(Note: I generally try to avoid specifically mentioning my company name because then I get picked up by search engines and news articles and incorrectly quoted as an official company resource. Let me be clear that none of this is an official company statement. I’m just explaining things from my current, personal viewpoint.)
I’ve worked in some interesting groups in Microsoft. The most recent was probably the easiest to explain. I’d just tell people to go to powerbi.com and they could either watch a couple videos or even sign up for a free account. Now I’ve made the switch to Azure Compute and I’m in more of a data scientist role so I thought I’d take some time to explain what that all means.
Azure and Cloud Computing
Azure is Microsoft’s cloud offering. It’s a direct competitor to Amazon Web Services (AWS). It’s hard to know who is bigger because these companies don’t publish lots of numbers, but it’s probably safe to assume that AWS has more customers than Azure. Watch for that to change in the future though. Azure is growing by leaps and bounds.
That’s great, but what is “the cloud”? In the past, businesses have operated their own data centers. It’s generally a building full of racks and racks of computers with blinky lights and cables all over the place. Each computer is specially built for a special purpose and maybe there’s an identical one sitting right next to it in case the first one fails. There is a huge overhead cost of the building (including cooling, electricity, maintenance, etc) as well as the need to amortize the cost of all the equipment over many years. Companies often end up running on old equipment because they’re still trying to pay it off. And oh yeah, even if you can get a datacenter running smoothly and paying for itself, if you need to be concerned about compliance, certifications and international law, be prepared to create a new data center in a variety of countries or even in specific countries. There are all kinds of laws that say, for example, you cannot move user data out of Europe if it was created there. How’s that going to work if your only datacenter is in the United States? There have been huge international changes in this area after all the Snowden revelations. And oh yeah, even if you do somehow manage to build out a global network of datacenters, some countries won’t let you do business there unless they run the datacenter themselves! You don’t even get a key to the building that you paid to construct. It quickly becomes a nightmare to manage on your own.
Cloud computing changes that whole model. Microsoft, Amazon, and others are building enormous data centers around the world. Instead of designing and buying all of your own equipment, you just rent time from the provider. In Microsoft’s case, that is the Azure service. There are many different products inside of the Azure world, but the basic premise is that you no longer need to think about the physical hardware. You just tell Microsoft what reliability and scalability you want. Do you want to store data in one part of the world but have it automatically mirrored on the other side of the world? Click a box. Do you want to change from using a single CPU machine to one with 16 CPUs? Click a box. Do you want to expand from 10 computers to 1000? Click a box. Or you can even completely ignore what kind of computer is being used and just publish your web application to Azure. Azure will then help you automatically scale based on load and automatically failover when underlying hardware has issues. It’s a big mind shift and it’s taking time for some companies to wrap their heads around it. At this point you basically have people in the old mindset who are still running their own data centers and are trying to pay off the cost over 10-20 years while their competitors are using the latest cloud technology and are just paying for what they use. Cloud computing costs a fraction of what a full, custom datacenter would cost and you’ll get eaten for lunch if your company doesn’t switch over because your competitors will be running so much faster and cheaper than you can.
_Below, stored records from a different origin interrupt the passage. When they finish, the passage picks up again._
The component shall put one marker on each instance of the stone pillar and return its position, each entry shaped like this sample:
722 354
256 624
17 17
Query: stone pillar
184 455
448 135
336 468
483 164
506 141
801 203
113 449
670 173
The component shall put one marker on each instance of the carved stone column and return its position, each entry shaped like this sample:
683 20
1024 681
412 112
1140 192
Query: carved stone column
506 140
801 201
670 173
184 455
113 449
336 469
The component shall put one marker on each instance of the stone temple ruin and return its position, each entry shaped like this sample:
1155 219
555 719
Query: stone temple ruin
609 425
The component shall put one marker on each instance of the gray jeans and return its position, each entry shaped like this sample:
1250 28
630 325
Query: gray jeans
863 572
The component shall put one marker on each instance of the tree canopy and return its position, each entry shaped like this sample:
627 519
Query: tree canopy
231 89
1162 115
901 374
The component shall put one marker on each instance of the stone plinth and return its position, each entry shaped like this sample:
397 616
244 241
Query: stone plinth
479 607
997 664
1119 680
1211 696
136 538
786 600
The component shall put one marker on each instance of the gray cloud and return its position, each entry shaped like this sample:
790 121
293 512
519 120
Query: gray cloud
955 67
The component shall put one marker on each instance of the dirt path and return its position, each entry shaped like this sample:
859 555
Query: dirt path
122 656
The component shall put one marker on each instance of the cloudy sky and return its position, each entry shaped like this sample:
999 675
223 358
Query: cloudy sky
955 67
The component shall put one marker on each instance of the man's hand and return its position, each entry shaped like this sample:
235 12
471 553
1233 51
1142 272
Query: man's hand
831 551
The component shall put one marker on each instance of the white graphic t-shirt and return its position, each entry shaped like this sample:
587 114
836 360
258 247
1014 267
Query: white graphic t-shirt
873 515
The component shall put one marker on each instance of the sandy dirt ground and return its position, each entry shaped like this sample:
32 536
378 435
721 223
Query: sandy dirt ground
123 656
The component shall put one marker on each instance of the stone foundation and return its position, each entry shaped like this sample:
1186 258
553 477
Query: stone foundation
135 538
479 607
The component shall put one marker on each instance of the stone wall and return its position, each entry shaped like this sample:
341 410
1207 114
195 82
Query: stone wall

I’m in the “Azure Compute” team. It’s one of the fundamental building blocks of Azure. This team provides the virtual computers directly to customers and also to all of the other Azure products. If you need computing power in Azure, it comes through this team. As an example, there is a virtual machine in Azure hosting the MySQL database that powers this website.
And finally, my title has changed from Software Engineer to Data Scientist. The “data science” term is a buzzword right now and I always ask people to define it when they use it because everyone means something different. But very generally, what it means on this team is that we take all of the telemetry data that we get from the system and we dig through it, analyze it, and run machine learning algorithms on top of it to find problems and make sure our customers are happily getting what they pay for. There’s also a lot of “data engineering” thrown in because in order to analyze petabytes of information, you have to do some serious work to get all that data moved into the right systems and curated into a format that makes sense. And once you get it all working, you have to keep it working.
This area of computer science has been around for a long time but it’s getting really hot right now. Technology has advanced to the point where storage and computing power are almost free (because of cloud computing) and everything around us is logging data. Depending on which report you read, the total amount of data on the planet doubles every year or two. And the rate at which it doubles is rapidly increasing. All of this data on it’s own is pointless so it’s the job of people like me to dig through it and extract actionable information and value from it. It’s an exciting area of the field and I’m really happy to be doing it for Microsoft Azure!